Azzardando un parallelismo, trovando un aggancio tra la mediazione all'americana e il piano emergere della coscienza mainstream italiana, si potrebbe affermare che gli ATPC siano una delle realtà più influenti del panorama hip-hop italiano. Non soltanto dal punto di vista musicale, hanno un solido ponte che unisce il divertimento audio alla caparbia voglia di cultura. Il ruolo di businessman spetta loro di diritto, dopotutto, tirare su un quasi impero con diverse diramazioni nel campo della moda e dell'etichetta discografica alla continua ricerca di talenti - da La Suite Records sono nate stelle come OneMic, DJ Fede e altri - è un'impresa degna del migliore P. Diddy.
Non siamo in America, siamo in Italia. Viene da sé che tutto è difficoltoso il doppio del normale, quindi, cavalcare l'onda del successo è una giostra in continua rotazione, diverte e alla lunga causa il mal di testa. Solido è un album musicale perfettamente incentrato nel contesto evoluzionistico, ma che c'è o no, cambia relativamente poco. Perché la storia viene studiata dagli albori, altrimenti non sarebbe storia. Perché è facile giudicare un lavoro discografico ormai assuefatto da tutto ciò che ruota in tondo ad esso: tanti artisti e idee dimezzate. La storia vuole un percorso originario, parte dal 1994 con Eureka e calpesta l'asfalto lasciando impronte anno dopo anno, come una scrittura in tabula rasa.
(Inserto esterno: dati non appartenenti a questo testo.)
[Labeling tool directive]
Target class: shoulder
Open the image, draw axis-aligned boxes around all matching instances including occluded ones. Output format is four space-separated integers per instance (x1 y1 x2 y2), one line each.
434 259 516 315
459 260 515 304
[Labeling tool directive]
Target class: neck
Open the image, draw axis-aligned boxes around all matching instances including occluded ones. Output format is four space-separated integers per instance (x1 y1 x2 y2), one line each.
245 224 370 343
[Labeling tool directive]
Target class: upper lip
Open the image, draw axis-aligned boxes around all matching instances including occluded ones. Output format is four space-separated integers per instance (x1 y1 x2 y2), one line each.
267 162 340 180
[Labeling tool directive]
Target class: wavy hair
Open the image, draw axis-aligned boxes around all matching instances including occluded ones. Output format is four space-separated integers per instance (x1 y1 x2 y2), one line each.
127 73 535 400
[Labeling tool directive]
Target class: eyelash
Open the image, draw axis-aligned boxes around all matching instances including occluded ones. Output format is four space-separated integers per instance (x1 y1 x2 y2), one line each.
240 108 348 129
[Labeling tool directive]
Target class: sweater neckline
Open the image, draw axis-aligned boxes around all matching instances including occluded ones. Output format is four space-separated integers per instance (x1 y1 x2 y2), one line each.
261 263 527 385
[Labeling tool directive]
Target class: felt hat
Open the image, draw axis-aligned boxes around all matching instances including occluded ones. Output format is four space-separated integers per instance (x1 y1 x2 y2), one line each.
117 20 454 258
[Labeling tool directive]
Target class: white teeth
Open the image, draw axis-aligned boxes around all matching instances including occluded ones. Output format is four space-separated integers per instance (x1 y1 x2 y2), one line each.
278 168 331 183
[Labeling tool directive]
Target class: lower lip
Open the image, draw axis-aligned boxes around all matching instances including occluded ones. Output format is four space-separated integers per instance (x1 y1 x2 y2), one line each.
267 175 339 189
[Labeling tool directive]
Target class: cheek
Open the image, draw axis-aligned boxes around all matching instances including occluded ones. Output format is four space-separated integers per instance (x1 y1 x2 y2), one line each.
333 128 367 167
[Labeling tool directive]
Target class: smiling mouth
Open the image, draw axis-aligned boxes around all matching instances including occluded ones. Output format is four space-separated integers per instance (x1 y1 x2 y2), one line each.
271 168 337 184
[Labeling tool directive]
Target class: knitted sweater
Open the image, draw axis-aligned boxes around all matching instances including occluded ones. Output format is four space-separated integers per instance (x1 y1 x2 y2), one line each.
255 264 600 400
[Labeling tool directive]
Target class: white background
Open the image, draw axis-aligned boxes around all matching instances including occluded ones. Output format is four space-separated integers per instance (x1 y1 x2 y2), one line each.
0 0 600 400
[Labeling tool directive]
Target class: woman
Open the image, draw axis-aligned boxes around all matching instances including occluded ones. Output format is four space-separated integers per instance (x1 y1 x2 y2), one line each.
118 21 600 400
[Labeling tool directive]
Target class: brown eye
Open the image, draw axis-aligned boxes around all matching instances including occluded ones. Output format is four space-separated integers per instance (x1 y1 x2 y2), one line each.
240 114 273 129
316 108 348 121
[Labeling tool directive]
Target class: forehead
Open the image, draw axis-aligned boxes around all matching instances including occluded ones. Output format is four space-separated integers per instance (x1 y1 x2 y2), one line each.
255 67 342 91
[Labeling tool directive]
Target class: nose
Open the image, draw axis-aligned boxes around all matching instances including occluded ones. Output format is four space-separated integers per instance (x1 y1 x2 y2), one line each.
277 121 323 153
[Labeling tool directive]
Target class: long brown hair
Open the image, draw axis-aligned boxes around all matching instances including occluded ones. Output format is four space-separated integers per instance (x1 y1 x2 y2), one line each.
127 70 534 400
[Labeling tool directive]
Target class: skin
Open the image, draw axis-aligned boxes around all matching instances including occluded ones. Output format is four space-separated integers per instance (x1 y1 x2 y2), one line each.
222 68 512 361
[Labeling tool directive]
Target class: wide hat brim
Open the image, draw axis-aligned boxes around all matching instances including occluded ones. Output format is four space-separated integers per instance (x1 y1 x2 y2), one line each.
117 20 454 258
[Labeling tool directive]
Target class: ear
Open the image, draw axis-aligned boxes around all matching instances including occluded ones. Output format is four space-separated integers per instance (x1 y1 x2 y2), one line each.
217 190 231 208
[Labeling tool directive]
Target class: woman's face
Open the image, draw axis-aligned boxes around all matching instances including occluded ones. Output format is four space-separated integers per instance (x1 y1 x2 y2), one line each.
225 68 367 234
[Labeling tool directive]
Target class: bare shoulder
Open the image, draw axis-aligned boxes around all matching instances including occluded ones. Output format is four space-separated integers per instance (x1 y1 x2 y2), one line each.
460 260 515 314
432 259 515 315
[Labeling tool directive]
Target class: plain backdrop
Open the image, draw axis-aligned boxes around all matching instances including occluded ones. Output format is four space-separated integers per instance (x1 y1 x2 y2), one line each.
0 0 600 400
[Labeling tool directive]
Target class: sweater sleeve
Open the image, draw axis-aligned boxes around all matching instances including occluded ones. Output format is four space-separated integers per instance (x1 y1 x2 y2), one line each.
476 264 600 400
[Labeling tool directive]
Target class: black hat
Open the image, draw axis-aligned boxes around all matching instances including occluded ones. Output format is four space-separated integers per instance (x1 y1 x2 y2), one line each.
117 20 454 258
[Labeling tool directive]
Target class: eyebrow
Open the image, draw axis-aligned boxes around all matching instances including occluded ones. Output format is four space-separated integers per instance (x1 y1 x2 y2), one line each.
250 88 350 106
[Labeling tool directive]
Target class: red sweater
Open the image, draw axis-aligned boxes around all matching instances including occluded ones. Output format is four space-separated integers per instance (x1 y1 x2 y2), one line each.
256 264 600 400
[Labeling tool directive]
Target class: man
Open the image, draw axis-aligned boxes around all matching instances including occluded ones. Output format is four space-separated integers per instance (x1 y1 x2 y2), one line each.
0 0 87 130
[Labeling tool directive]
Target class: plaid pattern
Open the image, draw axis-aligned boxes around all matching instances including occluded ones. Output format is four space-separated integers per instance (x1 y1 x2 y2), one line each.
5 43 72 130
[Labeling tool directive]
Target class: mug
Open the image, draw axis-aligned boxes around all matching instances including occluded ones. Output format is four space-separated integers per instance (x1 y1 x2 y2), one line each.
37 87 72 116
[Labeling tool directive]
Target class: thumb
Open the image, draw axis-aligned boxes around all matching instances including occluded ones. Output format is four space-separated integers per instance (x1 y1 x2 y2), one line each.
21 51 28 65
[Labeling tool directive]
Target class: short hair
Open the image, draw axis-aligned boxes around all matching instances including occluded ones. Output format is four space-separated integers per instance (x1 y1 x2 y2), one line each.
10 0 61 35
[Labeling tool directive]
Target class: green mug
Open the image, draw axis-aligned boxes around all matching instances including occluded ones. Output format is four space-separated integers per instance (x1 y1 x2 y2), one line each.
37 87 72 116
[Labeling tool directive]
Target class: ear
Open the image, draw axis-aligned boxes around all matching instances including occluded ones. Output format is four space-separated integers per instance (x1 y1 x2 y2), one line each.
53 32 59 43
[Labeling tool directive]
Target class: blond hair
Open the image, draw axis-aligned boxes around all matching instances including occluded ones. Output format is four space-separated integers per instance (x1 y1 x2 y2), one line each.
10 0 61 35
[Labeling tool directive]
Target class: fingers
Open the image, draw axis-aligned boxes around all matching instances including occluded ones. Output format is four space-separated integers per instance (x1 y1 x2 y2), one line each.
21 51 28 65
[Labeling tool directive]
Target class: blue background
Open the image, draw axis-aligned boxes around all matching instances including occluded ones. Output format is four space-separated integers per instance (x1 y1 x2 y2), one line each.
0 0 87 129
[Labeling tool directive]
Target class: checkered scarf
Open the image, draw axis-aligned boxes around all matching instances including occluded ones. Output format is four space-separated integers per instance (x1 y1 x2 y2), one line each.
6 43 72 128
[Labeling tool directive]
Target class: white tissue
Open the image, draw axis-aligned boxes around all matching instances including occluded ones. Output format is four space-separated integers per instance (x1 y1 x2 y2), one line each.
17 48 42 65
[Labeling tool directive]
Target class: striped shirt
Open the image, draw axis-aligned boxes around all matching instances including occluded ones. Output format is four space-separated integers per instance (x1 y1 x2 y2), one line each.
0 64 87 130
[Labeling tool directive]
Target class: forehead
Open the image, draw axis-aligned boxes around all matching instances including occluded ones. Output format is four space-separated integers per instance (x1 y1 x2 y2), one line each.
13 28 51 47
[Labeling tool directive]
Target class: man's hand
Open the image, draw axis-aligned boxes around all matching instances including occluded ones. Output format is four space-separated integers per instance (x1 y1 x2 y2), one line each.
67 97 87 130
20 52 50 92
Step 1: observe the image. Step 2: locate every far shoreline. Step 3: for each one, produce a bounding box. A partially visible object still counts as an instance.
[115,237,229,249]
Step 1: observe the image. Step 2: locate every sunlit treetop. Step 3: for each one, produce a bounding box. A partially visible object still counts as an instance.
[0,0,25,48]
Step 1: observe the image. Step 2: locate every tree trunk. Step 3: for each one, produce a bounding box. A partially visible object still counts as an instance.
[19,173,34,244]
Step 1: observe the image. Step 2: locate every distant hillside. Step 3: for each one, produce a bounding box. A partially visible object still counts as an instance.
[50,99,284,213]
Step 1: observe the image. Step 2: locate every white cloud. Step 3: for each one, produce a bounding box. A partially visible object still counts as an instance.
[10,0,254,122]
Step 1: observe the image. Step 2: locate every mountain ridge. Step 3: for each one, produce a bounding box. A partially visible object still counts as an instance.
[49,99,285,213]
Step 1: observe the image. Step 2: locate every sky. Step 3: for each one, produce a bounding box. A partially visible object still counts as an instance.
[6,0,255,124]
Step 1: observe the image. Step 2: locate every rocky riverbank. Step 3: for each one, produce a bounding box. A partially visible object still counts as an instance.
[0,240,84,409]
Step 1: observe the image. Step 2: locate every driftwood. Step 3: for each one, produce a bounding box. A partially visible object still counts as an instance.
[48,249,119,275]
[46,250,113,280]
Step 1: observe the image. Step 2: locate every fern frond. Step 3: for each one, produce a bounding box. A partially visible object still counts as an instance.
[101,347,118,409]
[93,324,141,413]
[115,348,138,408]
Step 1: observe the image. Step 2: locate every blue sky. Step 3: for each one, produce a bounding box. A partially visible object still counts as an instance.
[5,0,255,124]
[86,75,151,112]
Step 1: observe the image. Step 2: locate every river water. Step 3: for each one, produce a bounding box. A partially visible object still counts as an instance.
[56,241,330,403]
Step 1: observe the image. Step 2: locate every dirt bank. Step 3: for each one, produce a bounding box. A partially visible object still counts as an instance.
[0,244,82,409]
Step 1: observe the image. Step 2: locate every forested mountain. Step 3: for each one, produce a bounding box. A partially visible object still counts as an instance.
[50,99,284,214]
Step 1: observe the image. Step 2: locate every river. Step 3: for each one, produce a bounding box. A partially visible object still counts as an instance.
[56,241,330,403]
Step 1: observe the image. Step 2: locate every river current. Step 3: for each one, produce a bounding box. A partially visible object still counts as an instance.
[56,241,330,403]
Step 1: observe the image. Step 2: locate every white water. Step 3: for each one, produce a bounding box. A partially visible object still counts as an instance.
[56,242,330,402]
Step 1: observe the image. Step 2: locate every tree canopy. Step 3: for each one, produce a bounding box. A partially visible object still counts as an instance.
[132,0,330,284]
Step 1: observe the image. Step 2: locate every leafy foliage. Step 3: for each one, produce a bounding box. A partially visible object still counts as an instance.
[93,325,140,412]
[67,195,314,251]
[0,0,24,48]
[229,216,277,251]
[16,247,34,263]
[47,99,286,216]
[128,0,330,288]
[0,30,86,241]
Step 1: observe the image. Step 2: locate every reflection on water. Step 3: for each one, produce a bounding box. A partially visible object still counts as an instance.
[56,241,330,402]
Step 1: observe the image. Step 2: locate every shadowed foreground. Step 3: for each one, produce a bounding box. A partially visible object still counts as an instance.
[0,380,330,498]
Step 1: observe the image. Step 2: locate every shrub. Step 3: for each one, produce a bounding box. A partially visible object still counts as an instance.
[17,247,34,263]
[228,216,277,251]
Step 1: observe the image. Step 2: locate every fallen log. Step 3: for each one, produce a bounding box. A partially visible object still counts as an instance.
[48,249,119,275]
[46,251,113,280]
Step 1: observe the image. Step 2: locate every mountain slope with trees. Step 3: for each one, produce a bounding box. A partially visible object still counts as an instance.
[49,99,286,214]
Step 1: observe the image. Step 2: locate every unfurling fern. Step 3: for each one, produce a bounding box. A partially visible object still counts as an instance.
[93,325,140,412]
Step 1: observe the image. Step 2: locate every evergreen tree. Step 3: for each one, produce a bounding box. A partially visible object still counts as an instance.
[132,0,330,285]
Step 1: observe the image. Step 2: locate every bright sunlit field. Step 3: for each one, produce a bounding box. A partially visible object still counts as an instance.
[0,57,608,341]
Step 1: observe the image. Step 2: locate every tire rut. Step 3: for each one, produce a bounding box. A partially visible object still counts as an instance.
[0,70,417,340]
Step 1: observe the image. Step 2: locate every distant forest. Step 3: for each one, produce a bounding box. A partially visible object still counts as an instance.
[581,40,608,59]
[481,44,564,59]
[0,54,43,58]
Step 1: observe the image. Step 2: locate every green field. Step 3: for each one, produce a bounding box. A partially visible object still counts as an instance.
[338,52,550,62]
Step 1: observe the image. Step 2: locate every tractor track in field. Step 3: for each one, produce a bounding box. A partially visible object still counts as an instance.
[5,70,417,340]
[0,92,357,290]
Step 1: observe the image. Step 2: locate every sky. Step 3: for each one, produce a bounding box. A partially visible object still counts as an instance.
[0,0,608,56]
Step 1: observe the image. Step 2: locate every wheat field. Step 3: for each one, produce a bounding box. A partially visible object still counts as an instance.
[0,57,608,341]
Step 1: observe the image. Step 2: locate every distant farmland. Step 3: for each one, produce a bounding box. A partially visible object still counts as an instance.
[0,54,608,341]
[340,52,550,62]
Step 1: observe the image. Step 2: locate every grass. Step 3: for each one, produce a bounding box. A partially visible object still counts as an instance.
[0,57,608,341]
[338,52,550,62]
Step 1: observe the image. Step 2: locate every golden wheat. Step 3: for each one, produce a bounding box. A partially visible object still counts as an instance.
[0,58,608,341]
Suona o non suona oggi è lo stesso. È possibile perdonare, qualora ci fosse, qualche leggerezza nella costruzione di una base o certi aggregati strofici già sentiti. Quello che non è possibile perdonare è la leggerezza delle tematiche, che, a parte due o tre chicche, riflette un credo poco consono a gente matura con anni di esperienza. Sarebbe stato il caso di porre un timbro indelebile, un quoziente di rime talmente alto da fare impallidire il più superbo rapper. I giochetti da discoteca sono ormai superati, i club vengono affollati da ragazzi, che vedono nei loro idoli la nuova promessa come il Siddharta dell'ultimo minuto. Da artisti affermati si spera una maggiore acutezza di pensiero. O forse è già stato detto tutto? Le prodezze da veterano danno i loro frutti negli azzeccati intuiti sulle partecipazioni al microfono (Sunshine Gospel Choir, Patrick, Maxi B, Primo, Meddaman e altre note comparsate), e sulla sempre egregia godibilità-qualità d'insieme.
Semplicemente un prodotto musicale, fatto bene, curato perfettamente. E basta. Da Sly e Rula ci si aspettava dell'altro, anche più di una paternale.